I'm Bi-Amping my 2 front speakers with good result. They are getting more alive, they opens up and give a overall better sound.
I am talking about Bi-Amp, not Bi-Wire.
Bi-Amp gives the 2 part of the speaker more power, as it does not have to share the power from just 1 Amp.
With passive biamping, the bass and treble signals are not separated before being sent to the speaker enclosure as there is no 'active crossover' in the circuit anywhere. You are sending a full range signal down every wire. The signals are still processed by the passive crossover in the speaker enclosure itself, unless this has been physically removed or disconnected, which I am betting is the case here.
As for more power, if you are lacking sufficient power to drive your speakers cleanly to the levels you need without clipping, then what you need is a more powerful amplifier.
If you were previously driving your speakers cleanly, without clipping, to the SPL peak levels you require, then further amplifier power is unnecessary and is, in fact, wasted. Amplifier watts that are 'left on the table' achieve nothing at all.

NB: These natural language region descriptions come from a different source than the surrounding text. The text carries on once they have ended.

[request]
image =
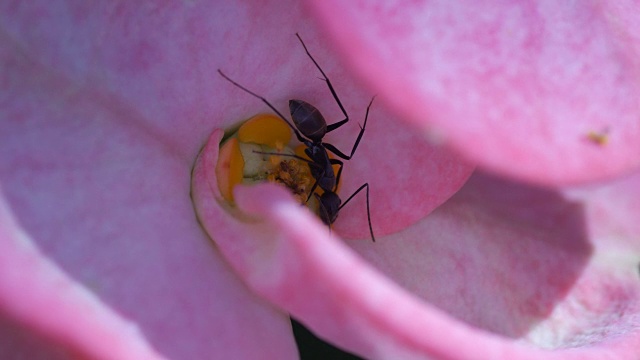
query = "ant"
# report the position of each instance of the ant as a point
(309, 121)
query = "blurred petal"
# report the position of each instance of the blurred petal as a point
(539, 90)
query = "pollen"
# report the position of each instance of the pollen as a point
(259, 152)
(265, 129)
(294, 175)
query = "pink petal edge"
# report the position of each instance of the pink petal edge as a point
(525, 82)
(36, 292)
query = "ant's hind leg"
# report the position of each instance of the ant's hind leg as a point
(333, 91)
(365, 185)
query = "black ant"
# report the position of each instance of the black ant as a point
(309, 121)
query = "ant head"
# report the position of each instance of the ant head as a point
(308, 120)
(328, 207)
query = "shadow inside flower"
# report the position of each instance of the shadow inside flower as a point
(498, 255)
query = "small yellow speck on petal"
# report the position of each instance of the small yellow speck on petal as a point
(229, 169)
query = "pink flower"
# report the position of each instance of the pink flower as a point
(104, 110)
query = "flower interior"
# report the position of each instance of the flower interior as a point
(261, 151)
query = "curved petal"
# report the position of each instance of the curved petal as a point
(538, 90)
(97, 143)
(521, 280)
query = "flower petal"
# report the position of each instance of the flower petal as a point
(97, 181)
(540, 90)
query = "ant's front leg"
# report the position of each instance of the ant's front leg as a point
(339, 153)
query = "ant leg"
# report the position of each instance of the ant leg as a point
(339, 153)
(300, 138)
(333, 91)
(365, 185)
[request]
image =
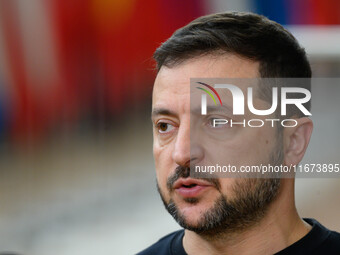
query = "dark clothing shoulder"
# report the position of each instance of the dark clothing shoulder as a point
(168, 245)
(319, 241)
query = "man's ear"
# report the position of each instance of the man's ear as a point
(296, 140)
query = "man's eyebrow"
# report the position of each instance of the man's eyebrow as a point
(162, 111)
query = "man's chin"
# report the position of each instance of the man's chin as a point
(192, 212)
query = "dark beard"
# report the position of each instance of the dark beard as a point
(251, 202)
(229, 216)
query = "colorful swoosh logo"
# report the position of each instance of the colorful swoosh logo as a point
(209, 93)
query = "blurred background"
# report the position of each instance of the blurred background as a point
(76, 166)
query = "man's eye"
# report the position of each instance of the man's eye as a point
(164, 127)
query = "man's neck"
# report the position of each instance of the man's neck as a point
(280, 228)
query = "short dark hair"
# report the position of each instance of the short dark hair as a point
(248, 35)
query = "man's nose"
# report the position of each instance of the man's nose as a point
(186, 151)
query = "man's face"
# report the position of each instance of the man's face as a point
(235, 199)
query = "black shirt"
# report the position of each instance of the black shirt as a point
(319, 241)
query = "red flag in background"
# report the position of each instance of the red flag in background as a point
(68, 57)
(127, 33)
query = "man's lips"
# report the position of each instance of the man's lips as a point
(189, 188)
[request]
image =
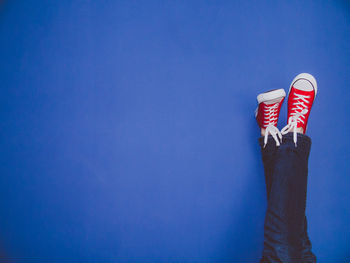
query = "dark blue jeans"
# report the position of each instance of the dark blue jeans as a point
(286, 169)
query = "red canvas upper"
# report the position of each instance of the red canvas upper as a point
(268, 113)
(300, 101)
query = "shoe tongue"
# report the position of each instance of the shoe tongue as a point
(303, 85)
(269, 102)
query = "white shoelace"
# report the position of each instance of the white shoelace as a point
(293, 123)
(271, 128)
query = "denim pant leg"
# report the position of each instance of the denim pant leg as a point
(285, 236)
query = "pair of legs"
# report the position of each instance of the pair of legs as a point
(285, 158)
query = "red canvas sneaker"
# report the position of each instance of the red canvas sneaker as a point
(302, 93)
(268, 111)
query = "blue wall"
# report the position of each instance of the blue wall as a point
(127, 128)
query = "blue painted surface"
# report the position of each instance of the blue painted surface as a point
(127, 129)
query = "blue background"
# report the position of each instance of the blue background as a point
(127, 128)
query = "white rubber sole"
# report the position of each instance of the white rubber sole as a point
(271, 95)
(305, 76)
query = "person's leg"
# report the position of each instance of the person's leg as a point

Of course, proper biamping, with electronic crossovers, can bring some benefit to the situation, especially for those who design their own speakers. Probably the best examples of proper biamping are in commercially made 'active' speakers where one amp is used for the bass/woofers and a separate amp is used for the mid/HF drivers. This certain knowledge of the capability of both the drivers and the amps allows the designer to 'max out' the performance of the drivers in the cabinet and to use DSP appropriately as needed in order to get the very best out of the drivers. But that is such a totally different ball game to the "passive biamping" under discussion that the very fact of using the same word in the context ("biamping") is highly questionable.